San Jose, June 9, 2011 – The Global School of Silicon Valley (GSSV), the first campus established in the United States of the Singapore-based Global School Foundation, completed its first year of operations this week.
The event was marked by a unique graduation celebration where students performed songs and dances for their families, friends and well-wishers while several noted visionaries of the Valley shared their thoughts on creativity, team-building, innovation and cooperation.
The Global School, which set up the unique K-8 school in the region with the aim of instilling a sense of entrepreneurship among students from an early age, also announced the setting up of a prestigious award – the WOZ Award for Entrepreneurship. The award was instituted in the name of Steve Wozniak, Silicon Valley technology icon and co-founder of Apple Inc along with Steve Jobs.
The first of these awards was won by a seventh grader Joshua Allison. The tech wizard said that he was indeed honored to have an award instituted after him for school kids.

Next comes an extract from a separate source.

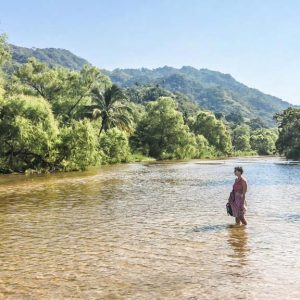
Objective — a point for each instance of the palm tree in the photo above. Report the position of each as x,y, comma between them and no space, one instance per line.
113,108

The Middle School Graduation ceremony also saw several other awards, both academic, and sporting, with the organizers and the School Management reaffirming their commitment to inspire future business innovators of the United States of America.
“In order to empower our youths, the school is taking bold initiatives, for example, a science lab is unheard of in an elementary school,” said Narpat Bhandari, CEO of Global School. “The use of the latest technological teaching tools will enable our students to communicate and learn with other children around all 21 campuses, making Walt Disney’s dream of 65 years ago It’s a Small World a reality.”

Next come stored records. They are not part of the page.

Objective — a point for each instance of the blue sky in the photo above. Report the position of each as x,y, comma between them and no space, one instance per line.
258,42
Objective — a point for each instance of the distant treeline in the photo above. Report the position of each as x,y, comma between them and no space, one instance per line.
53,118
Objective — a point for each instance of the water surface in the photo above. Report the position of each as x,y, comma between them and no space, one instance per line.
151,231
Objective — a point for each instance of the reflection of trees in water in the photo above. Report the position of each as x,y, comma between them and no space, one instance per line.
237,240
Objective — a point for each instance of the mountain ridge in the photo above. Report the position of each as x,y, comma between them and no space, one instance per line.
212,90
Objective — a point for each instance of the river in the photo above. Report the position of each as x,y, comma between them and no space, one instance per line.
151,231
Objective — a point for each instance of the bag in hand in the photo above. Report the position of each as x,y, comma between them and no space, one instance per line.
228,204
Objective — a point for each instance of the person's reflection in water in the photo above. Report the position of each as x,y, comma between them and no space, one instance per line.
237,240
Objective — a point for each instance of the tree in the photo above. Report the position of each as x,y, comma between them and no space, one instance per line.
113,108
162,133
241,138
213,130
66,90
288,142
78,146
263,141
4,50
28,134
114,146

Other award winners included Ananya Narukar, Czarina Yip and Gurtaj Dhinsa for the Science Fair, the Mathematics Contest respectively. The school also presented awards for excellence in Mathematics, history, languages, arts and literature. Amidst all this recognition, there were also a few ‘raspberries or razzies’ like the ‘Where’s Waldo’ title for a student who was not always regular or the ‘Stuffed Closet’ award for the student whose desk and cupboard appeared to be a perpetual disaster area.

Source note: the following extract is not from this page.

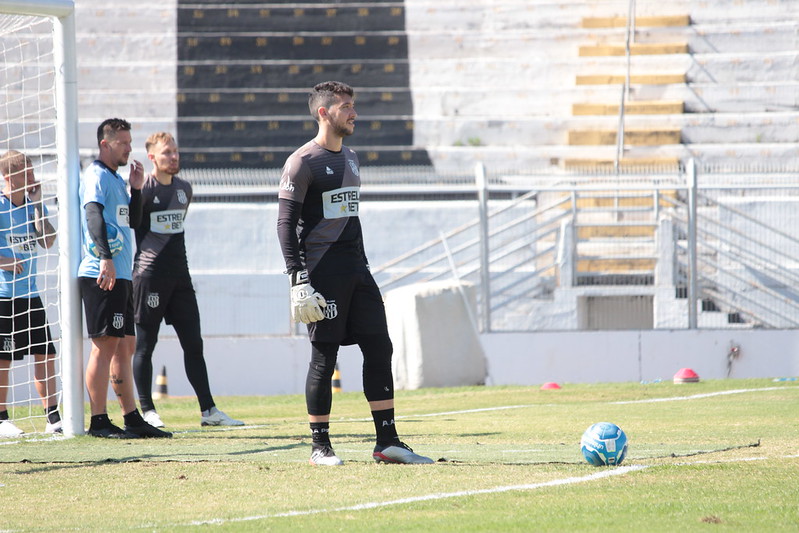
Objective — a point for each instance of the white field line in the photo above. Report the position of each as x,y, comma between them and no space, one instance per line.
435,496
618,471
650,400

Gurtaj Dhinsa presented a perspective as the pioneering eighth grader of the school with remarks that made both the teachers and parents proud. “The teachers are just like parents who guide us on the path of success. They told us to take risks, always give our best effort and be patient with those who are not as good. They gave us these lessons in the way they treated us and we thank them for having faith in us and being patient,” Gurtaj said to thundering applause.
Guest speaker Pete Hartigan said he was attracted to the school through its unique platform that its global scale presented the children. “Their twenty-three schools across eight countries is the ideal setting for students who wish to expand their horizons and build a global perspective,” he said.